The problem is most men (me included) are terrible at hints for one of many reasons. My personal one is I never thought anyone could be interested in me and when they were i took it as them just being comfortable with me. A lot of us require very clear signs but I know that’s not exactly ideal for a shy person …
Touch.
I’d fall for:
> Hey I’m peeling oranges. You want some?
It might be not flirting but it would win me over.
Just be direct, especially if the guy gets other attention but isn’t seeing anyone he’s either oblivious or look for someone to be real with him. My vote just tell him the thoughts you have of his attractiveness and whatnot that’s what guys do… also learning lesson… pay attention to what guys compliment about you that’ll tell you what they’re after
“Hello. I find you attractive. Let’s do sex together.”

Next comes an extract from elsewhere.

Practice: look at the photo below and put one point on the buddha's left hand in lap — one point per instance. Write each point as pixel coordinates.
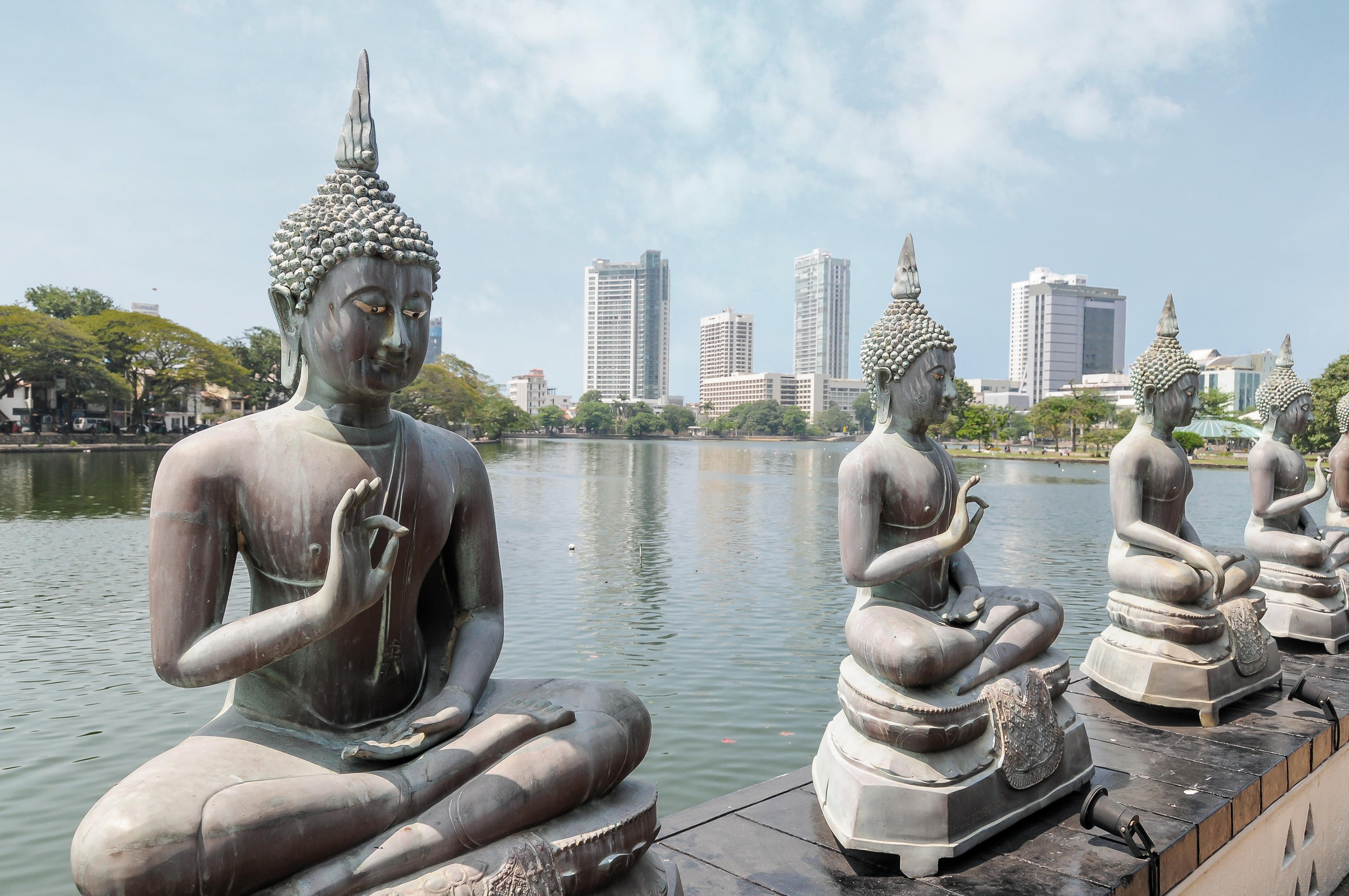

Laughing at jokes if he’s witty. Had a gal grab my arm and say I was awesome. That was clear.
Show bobs and vagene
Say my pubis needs dusting! Is your dust buster shaft working ?
Haven’t seen an answer on the second question, but aside from my last failed relationship, nothing women have done has worked. With said last relationship- she talked enough initially to make it known she wasn’t wasting my time or her time. Since then? Absolute fuck all. Solid… EXTENDED eye contact? So obvious right? Nothing. SOLID EXTENDED EYE CONTACT WITH A SMILE…. nothing. I’ll save the caps lock for this last one. Extended eye contact, a smile and being in my vicinity/ hovering? So obvious right? I mean how oblivious can men be?nothing. Solid Extended eye contact with a smile, being in my vicinity and a hey…. yeah nothing. Each of these incidents included a short convo and an inevitable asking out for coffee… and each was followed up with a response of no. This is the persuers paradox. Just because you go after something – doesn’t mean you will get it. If you can’t handle a no, you’re not an adult – you are a child. Grow up and grow a pair. Social starfishing doesn’t cut it. If you want something you’ve never had, you have to do something you’ve never done. Apologies if this came off as harsh.
Let’s put it this way – I once had a woman grab my hand and practically put them on her crotch while she was grinding her ass against me, and I didn’t take it as an invitation. Be very explicit and either use your words or do something so overly sexual that I can’t misinterpret it. I once had a woman grab my shirt and kiss me, and that worked.
One of my friends got married, the way they met was she walked up to him and asked him “is this seat taken” and pointed to his face.
So that works, i guess.
No hints, be direct.
Just come talk to me and be up front about what you want.